We’re done. Close the files and free your memory.

You may, and indeed should test your code against the code of your classmates. You may also test against mine which is available on the lab computers (e.g. 165.106.10.186) in the directory /home/gtowell/Public/246/HW8. To aid in your testing and debugging, if you execute

	huff textfile -1 > /dev/null

you will get, to stderr, a list of all 128 ascii characters (by number), their frequency in the entire file, the number of bits in their encoding and the encoding. Possibly more helpful still, change the -1 to a positive number (N). This gives you the same information, but for only the first N characters in the input file.

A file compressed by your code should be decompressable by mine, and the converse.

All tests will be on files that contain only characters in the ASCII set.

Some hints:

The method described above works ONLY on ASCII characters in the range 0-127. It does not handle anything else -- and will break with anything else. To simplify the problem (a little) you may assume that the files to be compressed contain only ASCII characters.
Writing and reading compressed files means that you have to work with bits not bytes. This is awkward with the functions in stdio.h, all of which work with bytes. Consider writing bits. You will need a structure that stores the bits to write, as well as the number of bits that have been written. When this number goes above 8 (the number of bits in a byte), write out the byte and clear the bits from your buffer. When reading, you will have to do the opposite, reading in a byte and storing it, while offering up one bit at a time via a function.
When writing a compressed file, you might read the last input character and still have some unwritten bits in your buffer. Make sure to flush the buffer before close the file.
When reading a compressed file, there may be some leftover bits at the end of reading. (That’s because the writer might have written a number of bits that is not divisible by 8.) That’s OK—just don’t read them.
You have choices when it comes to implementing your forest. Best would be using a min-heap. But it’s OK if you use some other structure. You can get 10 bonus, extra-credit points for using a heap, though.

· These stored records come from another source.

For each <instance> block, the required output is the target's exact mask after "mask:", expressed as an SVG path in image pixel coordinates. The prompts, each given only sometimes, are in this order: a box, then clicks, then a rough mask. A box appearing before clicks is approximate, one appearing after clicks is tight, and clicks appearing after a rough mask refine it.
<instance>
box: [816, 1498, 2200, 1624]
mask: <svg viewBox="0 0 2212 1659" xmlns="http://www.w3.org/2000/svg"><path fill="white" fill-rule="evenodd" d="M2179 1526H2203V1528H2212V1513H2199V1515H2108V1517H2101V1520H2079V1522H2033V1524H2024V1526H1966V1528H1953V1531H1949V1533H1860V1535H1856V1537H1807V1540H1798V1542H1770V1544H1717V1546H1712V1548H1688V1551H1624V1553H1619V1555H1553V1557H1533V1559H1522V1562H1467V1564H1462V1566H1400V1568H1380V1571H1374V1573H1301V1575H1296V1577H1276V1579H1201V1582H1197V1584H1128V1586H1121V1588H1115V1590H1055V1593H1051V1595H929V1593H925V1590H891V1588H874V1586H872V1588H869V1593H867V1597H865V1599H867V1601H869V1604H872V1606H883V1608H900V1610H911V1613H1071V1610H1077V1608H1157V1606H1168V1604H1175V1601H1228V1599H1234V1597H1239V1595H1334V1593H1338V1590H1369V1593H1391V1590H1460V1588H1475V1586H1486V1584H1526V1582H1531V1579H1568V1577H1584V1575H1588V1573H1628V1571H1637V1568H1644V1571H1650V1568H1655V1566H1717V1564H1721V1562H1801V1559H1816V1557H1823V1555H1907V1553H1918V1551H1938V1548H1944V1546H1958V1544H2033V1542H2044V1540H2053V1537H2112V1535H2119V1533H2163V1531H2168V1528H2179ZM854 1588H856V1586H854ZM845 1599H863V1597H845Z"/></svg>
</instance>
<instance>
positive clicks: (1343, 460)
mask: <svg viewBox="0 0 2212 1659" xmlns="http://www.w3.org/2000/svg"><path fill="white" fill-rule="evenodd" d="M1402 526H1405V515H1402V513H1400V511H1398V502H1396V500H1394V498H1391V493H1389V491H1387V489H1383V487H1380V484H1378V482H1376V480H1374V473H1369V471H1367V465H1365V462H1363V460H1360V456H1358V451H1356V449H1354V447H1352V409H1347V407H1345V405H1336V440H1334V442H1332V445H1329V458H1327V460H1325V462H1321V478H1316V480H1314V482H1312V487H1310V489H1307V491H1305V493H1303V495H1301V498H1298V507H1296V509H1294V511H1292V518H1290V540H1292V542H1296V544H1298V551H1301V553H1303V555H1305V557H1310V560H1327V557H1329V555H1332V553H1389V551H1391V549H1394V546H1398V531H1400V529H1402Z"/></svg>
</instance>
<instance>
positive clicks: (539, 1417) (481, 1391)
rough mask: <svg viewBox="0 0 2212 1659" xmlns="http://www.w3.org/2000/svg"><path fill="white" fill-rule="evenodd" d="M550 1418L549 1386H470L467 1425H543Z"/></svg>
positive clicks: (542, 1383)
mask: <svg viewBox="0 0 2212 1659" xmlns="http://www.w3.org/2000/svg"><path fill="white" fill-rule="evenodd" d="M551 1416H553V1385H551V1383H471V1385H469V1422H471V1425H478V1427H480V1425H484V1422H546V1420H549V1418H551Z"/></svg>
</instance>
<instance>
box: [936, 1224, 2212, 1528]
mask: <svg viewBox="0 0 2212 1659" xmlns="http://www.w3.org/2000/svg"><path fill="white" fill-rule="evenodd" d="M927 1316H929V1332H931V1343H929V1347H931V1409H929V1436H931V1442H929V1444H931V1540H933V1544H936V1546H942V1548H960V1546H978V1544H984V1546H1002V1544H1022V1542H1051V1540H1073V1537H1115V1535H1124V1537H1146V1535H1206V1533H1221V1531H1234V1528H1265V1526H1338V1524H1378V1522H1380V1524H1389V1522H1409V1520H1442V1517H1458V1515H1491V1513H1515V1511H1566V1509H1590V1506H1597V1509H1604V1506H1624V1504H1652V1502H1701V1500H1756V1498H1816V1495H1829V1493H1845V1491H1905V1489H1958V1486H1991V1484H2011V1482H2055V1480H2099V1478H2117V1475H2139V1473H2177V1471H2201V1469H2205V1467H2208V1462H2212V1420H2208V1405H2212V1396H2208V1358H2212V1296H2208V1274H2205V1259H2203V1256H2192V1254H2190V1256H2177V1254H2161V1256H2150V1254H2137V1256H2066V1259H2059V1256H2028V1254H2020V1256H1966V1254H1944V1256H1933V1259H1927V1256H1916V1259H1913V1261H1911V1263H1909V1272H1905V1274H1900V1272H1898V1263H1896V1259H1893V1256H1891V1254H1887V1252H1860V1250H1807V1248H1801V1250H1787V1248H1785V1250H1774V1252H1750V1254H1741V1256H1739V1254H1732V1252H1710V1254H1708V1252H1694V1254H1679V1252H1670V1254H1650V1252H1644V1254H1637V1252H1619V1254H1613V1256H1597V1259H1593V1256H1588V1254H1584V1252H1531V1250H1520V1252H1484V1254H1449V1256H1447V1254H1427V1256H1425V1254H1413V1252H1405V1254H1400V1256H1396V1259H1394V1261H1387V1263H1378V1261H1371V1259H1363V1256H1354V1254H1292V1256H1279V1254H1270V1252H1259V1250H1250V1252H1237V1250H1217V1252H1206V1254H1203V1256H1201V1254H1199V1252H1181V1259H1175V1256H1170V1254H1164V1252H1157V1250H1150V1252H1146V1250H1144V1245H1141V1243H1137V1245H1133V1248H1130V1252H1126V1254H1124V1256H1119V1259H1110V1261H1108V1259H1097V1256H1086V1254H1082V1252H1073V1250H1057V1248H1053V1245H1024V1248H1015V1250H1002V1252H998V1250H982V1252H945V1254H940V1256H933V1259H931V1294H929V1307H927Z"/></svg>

Finally, code organization matters. As usual, try to be inspired by OO ideas. While it might be convenient to put all of your code into one file; don't. Insteadbreak it up into at least two .c files and one .h. (You could certainly use more.)

What to submit:

README file. This is a file literally named README. This file should follow the format of https://cs.brynmawr.edu/cs246/README.txt Your readme file should clearly state how to compile and run you program.
All program files for this task.
A script showing the use of your code This should illustrate all of the apps functions (There are really only 2).
Your makefile. Yes, you must have one.
Include in your submission a reflection. This file should contain reflections on this assignment (what was hard? what wasn’t so bad? how much time did it take?) as well as any general reflections you wish to share about the course.
Do NOT include emacs temp files, or the temp files of any other program. For emacs these are of the form xxxx~ and #xxxx#. Also do not include an executable files or intermediate compilation results (.o files).

How to submit

Do not use the submit script
Use tar to create an compressed archive of your submission. Name the tar file something clever like YOURLOGIN_qwe_8.tar.gz where "qwe" is a set of three "secret characters".
Copy your tar file to /home/gtowell/submissions/spring2021/cmsc246/project8. Only I can get a directory listing of this directory so the three secret characters keeps other students from accidentally overwriting (before you get permission set as below), or reading, your work.
Set permissions on your submission so that anyone can read but only you can write to the file. That way no one can accidentally overwrite your submission. If you do not allow anyone to read then I will not be able to read. This will result in a poor grade for the assignment (think zero).